Daredevil. That’s the superhero’s name. “I get it. Hell’s Kitchen?”
“Yeah. That damned show.” She starts towards the stairs. “You drink beer?”
“Long as it’s cold, I’ll drink anything.” I hesitate. “Uh… should we call the fire department or something?”
“What, for Murdock? Nah. He’ll find his way in again. He’s a thug.”
As Alex leads the way back, she carries on ranting about Netflix and how it did her neighborhood dirty. “I grew up here, you know? Now, Ms. Howard, next door, she can tell you about the old days. It’s not that it’s not real, it’s that it’s so not current. They should have set it in the ’60s if they wanted to set it in the ’60s. Then there was gang warfare and shit. Now, well, you know because otherwise you wouldn’t have taken the apartment.”
I’m too embarrassed to admit that I do not, in fact, know; that I took the apartment because it was the most recently posted one on the results page for “Apartment in Manhattan” in my price range.
“My flight leaves in a couple hours,” she says as she opens the door, “but if you need anything just text me and I’ll help you out from Hong Kong.”
The apartment is long and narrow with a gray carpet. The bathroom is only just large enough for a toilet, basin and bath. I’m relieved to see a shower head suspended on the wall over the bath. Not a fan of soaking in my filth. The
main room is dissected by a breakfast bar with a white vinyl surface. The remaining space is completely taken up by a small suitcase on wheels.
“There’s beer in the fridge.” Alex waves towards it. “Think of it as a housewarming gift.”
The fridge looks like it dates back to the Daredevil decades. The stove beside it doesn’t look much newer.
Alex takes her suitcase by the handle. “Bedroom’s through there. I’ve already put clean linen on the bed.”
A horrible thought occurs to me. Maybe I misread the listing. Maybe she wasn’t looking to rent out the place, but to have someone house sit while she was away.
“How long will you be gone for?” I ask, trying to sound unconcerned and failing.
She pulls her phone out of her pocket. “Six-month contract to start, and then they’ll see. That’s why I don’t want to lose this place, you know?”
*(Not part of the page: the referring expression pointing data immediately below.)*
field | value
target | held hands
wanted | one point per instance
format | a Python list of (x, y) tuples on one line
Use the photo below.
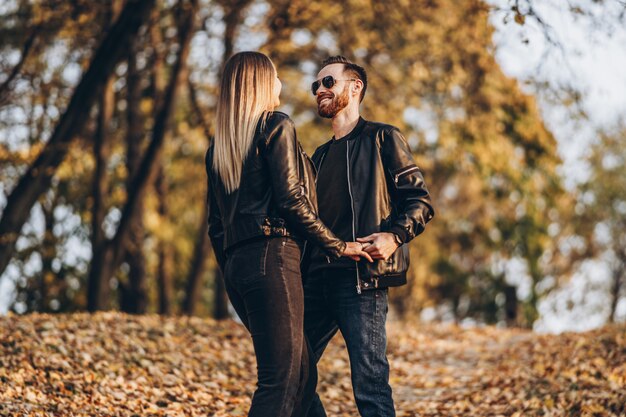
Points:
[(379, 245), (354, 251)]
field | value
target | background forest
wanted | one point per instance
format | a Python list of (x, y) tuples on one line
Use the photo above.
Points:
[(106, 111)]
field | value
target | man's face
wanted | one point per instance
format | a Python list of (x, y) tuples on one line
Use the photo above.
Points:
[(331, 101)]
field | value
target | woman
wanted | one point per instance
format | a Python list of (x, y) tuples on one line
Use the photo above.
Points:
[(262, 207)]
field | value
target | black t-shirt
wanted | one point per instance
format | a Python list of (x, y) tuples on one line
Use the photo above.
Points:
[(334, 199)]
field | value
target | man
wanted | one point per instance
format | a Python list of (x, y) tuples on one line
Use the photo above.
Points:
[(369, 186)]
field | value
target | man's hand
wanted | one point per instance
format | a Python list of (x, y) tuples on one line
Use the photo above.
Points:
[(381, 245), (354, 251)]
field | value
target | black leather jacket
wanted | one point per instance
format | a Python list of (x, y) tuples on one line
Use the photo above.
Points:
[(276, 196), (388, 194)]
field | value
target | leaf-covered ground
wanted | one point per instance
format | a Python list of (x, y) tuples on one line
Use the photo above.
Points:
[(111, 364)]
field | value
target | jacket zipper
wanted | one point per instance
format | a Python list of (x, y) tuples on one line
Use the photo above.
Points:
[(316, 177), (358, 280), (403, 172)]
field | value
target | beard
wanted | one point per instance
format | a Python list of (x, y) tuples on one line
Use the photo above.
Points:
[(337, 103)]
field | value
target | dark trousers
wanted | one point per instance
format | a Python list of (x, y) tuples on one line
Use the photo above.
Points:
[(332, 303), (264, 285)]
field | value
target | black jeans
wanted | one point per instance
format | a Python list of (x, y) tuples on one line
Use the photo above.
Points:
[(264, 284), (332, 303)]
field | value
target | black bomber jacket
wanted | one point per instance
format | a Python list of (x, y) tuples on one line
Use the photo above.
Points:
[(388, 194), (276, 196)]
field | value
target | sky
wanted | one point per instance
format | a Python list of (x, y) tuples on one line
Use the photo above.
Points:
[(591, 57)]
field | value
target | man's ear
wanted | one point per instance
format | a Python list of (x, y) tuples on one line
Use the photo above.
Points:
[(357, 87)]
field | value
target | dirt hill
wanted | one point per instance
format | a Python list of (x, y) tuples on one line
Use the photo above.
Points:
[(112, 364)]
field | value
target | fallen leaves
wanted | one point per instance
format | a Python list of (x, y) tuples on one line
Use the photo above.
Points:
[(112, 364)]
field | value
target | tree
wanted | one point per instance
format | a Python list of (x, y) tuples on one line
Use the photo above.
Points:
[(39, 175)]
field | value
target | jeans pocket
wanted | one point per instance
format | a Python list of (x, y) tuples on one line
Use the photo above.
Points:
[(265, 251)]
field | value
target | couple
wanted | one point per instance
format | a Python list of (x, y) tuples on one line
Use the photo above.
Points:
[(309, 247)]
“Lose this place…” I repeat, dumbly.
“Yeah, it’s rent controlled.” At my blank look, she shakes her head. “I thought you would have figured by the price? You know what places in this area usually go for?”
“I actually don’t.”
“So you’re telling me you just stumbled upon my listing by accident?”
Now I’m really confused. “Maybe you could slow down a minute and explain?”